The rash you need to watch for is different. It appears 3 to 30 days after the bite, with an average onset around 7 days. It starts at the bite site and expands gradually over several days, potentially reaching 12 inches or more across. It may feel warm to the touch but is rarely itchy or painful. As it grows, it sometimes clears in the center, creating the well-known “bull’s-eye” pattern, but many Lyme rashes don’t look like a classic bull’s-eye at all. They may appear as a solid red oval or an irregularly shaped patch. The rash can also show up on a part of the body far from the original bite.
Beyond the rash, early Lyme disease can cause fever, chills, headache, fatigue, muscle and joint aches, and swollen lymph nodes. These symptoms overlap with many common illnesses, so the connection to a tick bite is easy to miss if you’re not paying attention. If you develop any combination of a spreading rash or flu-like symptoms within several weeks of a tick bite, contact your doctor. Be specific: tell them when the bite happened, where on your body it was, and where you were geographically when you picked up the tick.
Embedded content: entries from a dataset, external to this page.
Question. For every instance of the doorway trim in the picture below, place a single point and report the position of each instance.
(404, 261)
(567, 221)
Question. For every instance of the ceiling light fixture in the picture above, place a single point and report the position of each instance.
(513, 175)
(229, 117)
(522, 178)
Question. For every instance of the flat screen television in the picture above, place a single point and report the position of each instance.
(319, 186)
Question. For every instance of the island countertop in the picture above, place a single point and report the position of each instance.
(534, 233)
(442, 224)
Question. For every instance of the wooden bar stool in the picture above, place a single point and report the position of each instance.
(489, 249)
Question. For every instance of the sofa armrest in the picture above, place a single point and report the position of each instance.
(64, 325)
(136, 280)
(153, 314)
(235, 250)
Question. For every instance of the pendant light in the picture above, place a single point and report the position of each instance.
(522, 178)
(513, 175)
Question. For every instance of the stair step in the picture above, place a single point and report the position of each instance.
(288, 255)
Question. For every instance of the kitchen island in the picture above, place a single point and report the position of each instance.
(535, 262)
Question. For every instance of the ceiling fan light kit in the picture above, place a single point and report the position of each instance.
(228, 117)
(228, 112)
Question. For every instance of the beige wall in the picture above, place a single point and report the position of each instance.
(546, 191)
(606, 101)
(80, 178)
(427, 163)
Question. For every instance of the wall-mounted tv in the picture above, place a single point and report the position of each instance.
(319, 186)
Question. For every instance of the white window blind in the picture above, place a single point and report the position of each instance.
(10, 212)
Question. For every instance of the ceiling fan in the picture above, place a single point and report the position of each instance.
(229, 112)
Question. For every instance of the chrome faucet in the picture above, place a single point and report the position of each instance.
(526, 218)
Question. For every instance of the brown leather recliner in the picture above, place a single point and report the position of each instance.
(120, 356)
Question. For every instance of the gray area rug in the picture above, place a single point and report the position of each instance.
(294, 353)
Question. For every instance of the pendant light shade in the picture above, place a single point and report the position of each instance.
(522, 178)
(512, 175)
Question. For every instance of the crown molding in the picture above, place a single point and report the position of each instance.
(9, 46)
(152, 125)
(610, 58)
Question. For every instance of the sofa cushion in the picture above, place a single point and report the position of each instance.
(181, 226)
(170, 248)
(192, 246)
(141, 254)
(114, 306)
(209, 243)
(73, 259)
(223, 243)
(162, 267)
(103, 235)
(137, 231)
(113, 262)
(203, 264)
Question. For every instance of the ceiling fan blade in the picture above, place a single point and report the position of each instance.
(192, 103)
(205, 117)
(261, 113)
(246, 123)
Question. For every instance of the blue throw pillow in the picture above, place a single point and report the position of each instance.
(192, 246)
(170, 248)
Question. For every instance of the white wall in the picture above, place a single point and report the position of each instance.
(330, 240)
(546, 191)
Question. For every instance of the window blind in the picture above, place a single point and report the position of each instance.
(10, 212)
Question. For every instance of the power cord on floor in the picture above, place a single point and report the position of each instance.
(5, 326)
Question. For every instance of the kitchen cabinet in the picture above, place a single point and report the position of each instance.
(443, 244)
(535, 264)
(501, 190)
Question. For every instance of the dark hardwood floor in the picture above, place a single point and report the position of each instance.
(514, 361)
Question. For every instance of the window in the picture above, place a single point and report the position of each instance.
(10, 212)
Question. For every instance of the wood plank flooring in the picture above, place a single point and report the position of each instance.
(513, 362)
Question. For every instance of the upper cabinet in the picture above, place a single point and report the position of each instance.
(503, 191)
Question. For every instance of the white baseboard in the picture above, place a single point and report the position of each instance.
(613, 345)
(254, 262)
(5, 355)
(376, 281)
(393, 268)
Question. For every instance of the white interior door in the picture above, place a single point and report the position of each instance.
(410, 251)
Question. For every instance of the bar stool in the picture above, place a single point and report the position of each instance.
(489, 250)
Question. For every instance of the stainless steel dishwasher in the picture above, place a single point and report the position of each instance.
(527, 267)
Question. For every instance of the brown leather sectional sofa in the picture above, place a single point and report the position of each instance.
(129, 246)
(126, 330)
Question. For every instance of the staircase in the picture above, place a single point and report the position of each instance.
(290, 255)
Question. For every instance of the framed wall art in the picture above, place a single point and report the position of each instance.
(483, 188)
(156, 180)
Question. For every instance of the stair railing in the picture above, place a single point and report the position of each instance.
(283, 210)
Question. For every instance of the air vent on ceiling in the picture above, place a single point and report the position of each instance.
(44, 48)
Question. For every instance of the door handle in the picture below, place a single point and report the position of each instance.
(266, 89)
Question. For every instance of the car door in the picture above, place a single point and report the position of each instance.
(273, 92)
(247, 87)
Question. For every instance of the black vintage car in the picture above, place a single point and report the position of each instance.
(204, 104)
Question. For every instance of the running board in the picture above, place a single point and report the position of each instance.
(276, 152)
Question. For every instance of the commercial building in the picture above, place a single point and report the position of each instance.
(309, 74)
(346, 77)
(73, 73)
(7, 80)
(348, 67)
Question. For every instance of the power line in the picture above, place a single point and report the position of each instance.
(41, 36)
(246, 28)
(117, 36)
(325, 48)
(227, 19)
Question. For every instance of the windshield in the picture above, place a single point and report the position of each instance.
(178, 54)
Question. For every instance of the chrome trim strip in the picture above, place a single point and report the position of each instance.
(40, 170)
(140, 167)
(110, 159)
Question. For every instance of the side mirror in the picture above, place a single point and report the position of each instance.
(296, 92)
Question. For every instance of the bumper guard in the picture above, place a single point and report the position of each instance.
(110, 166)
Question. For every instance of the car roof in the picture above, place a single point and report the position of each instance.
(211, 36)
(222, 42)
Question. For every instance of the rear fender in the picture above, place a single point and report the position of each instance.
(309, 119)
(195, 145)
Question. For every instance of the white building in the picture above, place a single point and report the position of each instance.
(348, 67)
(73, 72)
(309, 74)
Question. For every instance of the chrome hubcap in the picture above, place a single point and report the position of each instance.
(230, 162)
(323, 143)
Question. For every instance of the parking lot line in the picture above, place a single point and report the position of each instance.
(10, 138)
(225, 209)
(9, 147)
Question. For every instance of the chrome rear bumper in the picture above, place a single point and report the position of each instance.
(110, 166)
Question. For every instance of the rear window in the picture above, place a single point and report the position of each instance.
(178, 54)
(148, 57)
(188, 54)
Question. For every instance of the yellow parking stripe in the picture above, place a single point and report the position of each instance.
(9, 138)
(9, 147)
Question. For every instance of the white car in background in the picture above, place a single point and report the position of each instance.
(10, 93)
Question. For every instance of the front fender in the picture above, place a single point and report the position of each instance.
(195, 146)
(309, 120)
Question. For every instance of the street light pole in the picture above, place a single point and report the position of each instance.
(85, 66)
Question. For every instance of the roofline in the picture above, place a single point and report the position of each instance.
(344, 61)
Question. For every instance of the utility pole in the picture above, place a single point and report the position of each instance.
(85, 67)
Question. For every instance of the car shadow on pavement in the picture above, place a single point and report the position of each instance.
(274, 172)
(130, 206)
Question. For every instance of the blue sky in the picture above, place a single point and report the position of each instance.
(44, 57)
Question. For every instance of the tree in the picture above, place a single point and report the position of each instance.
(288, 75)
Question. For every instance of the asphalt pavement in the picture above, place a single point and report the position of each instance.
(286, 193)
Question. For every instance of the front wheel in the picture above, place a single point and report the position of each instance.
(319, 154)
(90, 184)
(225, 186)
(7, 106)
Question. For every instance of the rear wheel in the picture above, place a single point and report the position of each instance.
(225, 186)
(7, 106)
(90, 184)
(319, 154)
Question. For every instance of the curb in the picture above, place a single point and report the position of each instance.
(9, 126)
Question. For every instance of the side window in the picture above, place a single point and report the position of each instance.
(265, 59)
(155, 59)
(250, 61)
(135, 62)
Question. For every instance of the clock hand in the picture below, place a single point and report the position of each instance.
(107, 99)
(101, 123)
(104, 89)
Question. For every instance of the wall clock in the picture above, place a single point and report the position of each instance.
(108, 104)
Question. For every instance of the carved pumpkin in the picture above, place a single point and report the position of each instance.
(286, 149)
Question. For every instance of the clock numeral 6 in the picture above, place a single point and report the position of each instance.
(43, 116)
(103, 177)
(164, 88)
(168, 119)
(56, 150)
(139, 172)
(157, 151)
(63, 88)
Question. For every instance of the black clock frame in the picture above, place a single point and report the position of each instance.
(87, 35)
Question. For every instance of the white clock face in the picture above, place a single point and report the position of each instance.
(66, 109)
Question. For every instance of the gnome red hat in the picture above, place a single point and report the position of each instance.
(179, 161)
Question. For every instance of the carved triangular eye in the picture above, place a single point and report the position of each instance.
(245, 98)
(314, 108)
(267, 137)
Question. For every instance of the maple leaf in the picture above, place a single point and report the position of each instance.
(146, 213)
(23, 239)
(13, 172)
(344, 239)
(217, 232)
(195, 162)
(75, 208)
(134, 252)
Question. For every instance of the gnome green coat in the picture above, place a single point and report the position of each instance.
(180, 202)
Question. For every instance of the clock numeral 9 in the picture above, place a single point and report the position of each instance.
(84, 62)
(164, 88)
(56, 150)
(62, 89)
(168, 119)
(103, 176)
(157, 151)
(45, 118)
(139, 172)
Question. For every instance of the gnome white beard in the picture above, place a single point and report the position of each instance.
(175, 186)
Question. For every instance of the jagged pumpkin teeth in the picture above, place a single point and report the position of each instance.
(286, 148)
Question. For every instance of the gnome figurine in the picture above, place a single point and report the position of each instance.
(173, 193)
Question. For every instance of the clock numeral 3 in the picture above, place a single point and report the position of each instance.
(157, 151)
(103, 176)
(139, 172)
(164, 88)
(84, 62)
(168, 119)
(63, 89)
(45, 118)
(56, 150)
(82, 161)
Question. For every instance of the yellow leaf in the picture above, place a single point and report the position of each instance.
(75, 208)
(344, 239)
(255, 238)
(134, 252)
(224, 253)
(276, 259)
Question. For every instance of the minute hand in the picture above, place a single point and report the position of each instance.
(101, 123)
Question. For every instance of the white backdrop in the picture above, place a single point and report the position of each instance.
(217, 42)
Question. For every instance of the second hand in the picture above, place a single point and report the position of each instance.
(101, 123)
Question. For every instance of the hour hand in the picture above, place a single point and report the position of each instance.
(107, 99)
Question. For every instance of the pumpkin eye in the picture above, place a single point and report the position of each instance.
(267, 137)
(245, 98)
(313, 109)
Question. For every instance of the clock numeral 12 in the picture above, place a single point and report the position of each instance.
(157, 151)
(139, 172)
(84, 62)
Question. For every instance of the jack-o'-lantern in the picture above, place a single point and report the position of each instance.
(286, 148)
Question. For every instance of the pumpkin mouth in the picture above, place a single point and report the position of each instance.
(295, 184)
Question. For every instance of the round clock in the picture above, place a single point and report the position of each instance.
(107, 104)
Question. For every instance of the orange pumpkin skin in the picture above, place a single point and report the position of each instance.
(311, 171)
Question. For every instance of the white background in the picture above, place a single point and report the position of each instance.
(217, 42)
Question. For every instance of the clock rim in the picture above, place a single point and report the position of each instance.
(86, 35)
That information helps your provider make an accurate diagnosis quickly.
Monitoring Timeline
Keep an eye on the bite site and your overall health for about 30 days after the bite. Some people find it helpful to mark the edge of any redness with a pen so they can tell if it’s expanding. Take a photo of the bite site every few days for comparison. Most tick bites cause no illness at all, but catching symptoms early leads to simpler, more effective treatment. Lyme disease treated in its early stage responds well to a short course of antibiotics, while delayed treatment can lead to more complicated symptoms involving the joints, heart, or nervous system.